Recently relocating to a different area of the hospital, the new site at Tripler is optimal in design to address the needs of patients, as it is equipped with cardiovascular technology that leads the industry in image quality.

Imaging equipment is known to be the core of a cath lab and is essential to expanding the view of the heart and blood vessels of a patient in cardiac distress.

“We treat what we see,” said Army Maj. Shaun Martinho, chief of TAMC Cardiology Service. “The better the resolution, the more accurate our judgment on severity and placement of a coronary stent.”

Using the most advanced cardiac imaging equipment, health care specialists at the Tripler cath lab perform the most complex interventional cardiology procedures with more precision and ease than ever before.

Within minutes, a cath lab team can respond to a cardiac emergency, perform a heart catheterization to locate a blocked artery, open it up and restore blood flow to improve a patient’s clinical symptoms significantly.

Until recently, higher X-ray dose settings were needed to obtain better image quality causing more radiation exposure to the patients and clinical staff. The new technology offers high-quality imaging with low X-ray dose settings to better manage radiation exposure.

“We would actually have to stop the procedure due to overexposure and wait and bring them back; we don’t have that issue anymore,” said Joseph Hill, a TAMC cardiovascular technician. “The less radiation exposure to patients and staff also allows us to do more complex procedures.”

A unique feature called SyncVision adds clinical value as well as it allows providers to perform complex procedures more efficiently. Martinho gave details describing SyncVision as “a live-action computer enhanced visualization that provides instantaneous feedback and additional tools to guide coronary diagnosis and treatment.”

While studying at the University of Minnesota, Martinho was first introduced to SyncVision and its capabilities experiencing first-hand a breakthrough in interventional cardiology practice.

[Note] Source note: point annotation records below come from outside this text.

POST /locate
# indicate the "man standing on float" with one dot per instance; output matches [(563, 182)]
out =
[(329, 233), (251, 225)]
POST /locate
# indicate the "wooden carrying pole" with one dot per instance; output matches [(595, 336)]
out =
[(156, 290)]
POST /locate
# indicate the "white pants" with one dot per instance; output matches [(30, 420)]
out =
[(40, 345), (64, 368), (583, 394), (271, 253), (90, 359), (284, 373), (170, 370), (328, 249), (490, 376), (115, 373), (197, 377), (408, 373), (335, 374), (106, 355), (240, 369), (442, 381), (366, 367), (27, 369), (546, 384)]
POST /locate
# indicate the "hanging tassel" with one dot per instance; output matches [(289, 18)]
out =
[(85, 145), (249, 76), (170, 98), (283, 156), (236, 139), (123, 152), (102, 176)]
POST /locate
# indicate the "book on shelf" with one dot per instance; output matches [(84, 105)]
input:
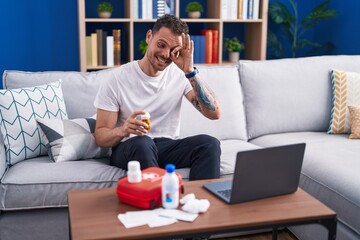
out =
[(104, 36), (250, 9), (245, 9), (99, 34), (152, 9), (117, 46), (208, 44), (256, 9), (158, 8), (170, 7), (110, 51), (94, 49), (240, 8), (88, 51), (215, 46)]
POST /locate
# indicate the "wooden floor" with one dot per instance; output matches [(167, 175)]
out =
[(282, 235)]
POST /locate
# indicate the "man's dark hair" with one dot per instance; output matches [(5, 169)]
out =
[(171, 22)]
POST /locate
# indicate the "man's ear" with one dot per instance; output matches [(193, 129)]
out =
[(148, 36)]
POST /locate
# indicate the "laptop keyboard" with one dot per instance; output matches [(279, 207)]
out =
[(226, 193)]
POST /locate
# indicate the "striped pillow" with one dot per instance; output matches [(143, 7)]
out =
[(18, 110), (355, 121), (346, 92)]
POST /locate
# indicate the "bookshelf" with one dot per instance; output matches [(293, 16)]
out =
[(253, 32)]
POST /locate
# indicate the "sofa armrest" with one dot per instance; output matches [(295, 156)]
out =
[(3, 164)]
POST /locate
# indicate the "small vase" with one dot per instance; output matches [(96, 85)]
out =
[(234, 57), (104, 14), (194, 14)]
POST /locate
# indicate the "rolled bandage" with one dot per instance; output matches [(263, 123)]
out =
[(186, 198), (146, 119), (196, 206)]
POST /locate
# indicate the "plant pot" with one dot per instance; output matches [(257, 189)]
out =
[(234, 56), (194, 14), (104, 14)]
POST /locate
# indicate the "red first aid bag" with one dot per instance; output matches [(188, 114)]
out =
[(147, 193)]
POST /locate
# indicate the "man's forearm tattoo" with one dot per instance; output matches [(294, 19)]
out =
[(204, 96)]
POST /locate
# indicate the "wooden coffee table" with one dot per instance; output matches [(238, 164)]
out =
[(93, 215)]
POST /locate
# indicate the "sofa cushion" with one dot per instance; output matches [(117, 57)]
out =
[(290, 95), (345, 92), (18, 110), (79, 88), (68, 140), (330, 170), (355, 121), (40, 183), (224, 82)]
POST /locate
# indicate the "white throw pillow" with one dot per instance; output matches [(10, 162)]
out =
[(18, 110), (68, 140)]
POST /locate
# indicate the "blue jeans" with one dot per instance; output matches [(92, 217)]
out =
[(201, 153)]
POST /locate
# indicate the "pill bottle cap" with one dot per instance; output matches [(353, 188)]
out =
[(133, 166), (170, 168), (146, 115)]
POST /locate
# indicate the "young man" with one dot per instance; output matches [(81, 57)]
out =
[(156, 84)]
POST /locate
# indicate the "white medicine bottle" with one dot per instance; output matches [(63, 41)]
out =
[(170, 188)]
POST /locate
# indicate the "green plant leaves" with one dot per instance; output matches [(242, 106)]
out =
[(292, 30)]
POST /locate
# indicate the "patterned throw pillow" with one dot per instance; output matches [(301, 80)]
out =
[(346, 92), (68, 140), (355, 121), (18, 110)]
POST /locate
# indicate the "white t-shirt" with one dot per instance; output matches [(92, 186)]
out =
[(131, 90)]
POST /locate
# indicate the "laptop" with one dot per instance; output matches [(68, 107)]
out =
[(262, 173)]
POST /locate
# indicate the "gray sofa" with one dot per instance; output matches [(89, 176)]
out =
[(265, 103)]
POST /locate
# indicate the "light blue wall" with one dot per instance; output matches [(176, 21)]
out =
[(38, 35), (42, 35)]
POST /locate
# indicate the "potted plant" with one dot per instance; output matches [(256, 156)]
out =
[(194, 9), (104, 9), (234, 47), (286, 34)]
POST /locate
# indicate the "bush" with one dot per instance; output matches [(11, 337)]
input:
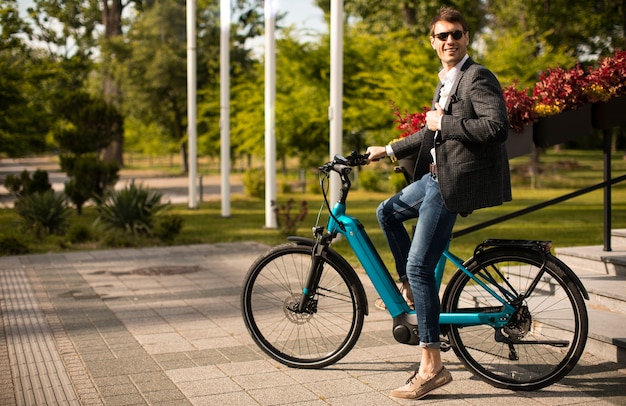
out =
[(254, 183), (89, 178), (43, 213), (132, 209), (168, 227), (10, 245)]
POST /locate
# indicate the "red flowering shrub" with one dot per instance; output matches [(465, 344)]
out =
[(609, 78), (409, 123), (519, 106), (559, 90)]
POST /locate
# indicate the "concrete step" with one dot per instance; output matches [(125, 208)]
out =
[(606, 292), (604, 276), (595, 259)]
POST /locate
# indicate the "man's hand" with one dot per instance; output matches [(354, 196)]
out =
[(433, 118), (376, 153)]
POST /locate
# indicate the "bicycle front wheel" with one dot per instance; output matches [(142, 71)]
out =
[(542, 342), (318, 337)]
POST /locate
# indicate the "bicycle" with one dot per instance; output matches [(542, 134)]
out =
[(513, 313)]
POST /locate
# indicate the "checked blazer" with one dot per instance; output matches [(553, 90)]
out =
[(472, 163)]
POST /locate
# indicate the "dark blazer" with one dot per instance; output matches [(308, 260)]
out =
[(472, 163)]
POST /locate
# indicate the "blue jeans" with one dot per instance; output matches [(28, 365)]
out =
[(416, 260)]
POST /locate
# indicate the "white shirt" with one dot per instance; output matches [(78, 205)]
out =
[(447, 79)]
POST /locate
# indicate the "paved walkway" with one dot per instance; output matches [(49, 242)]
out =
[(162, 326)]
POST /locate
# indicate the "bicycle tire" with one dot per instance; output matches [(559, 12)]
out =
[(275, 282), (554, 312)]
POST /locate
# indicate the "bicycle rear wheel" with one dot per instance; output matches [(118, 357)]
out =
[(544, 339), (312, 339)]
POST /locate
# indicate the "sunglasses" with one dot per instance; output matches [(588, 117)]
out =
[(443, 36)]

With only approximately 20 medical centers in the country using the equipment at the time, Martinho said, “There are probably a lot more centers using this now, but we are the only one on the island currently with SyncVision.”

By leveraging technology and resources, TAMC provides state-of-the-art medicine through state-of-the-art technology and remains committed to being a leader among Army medical centers.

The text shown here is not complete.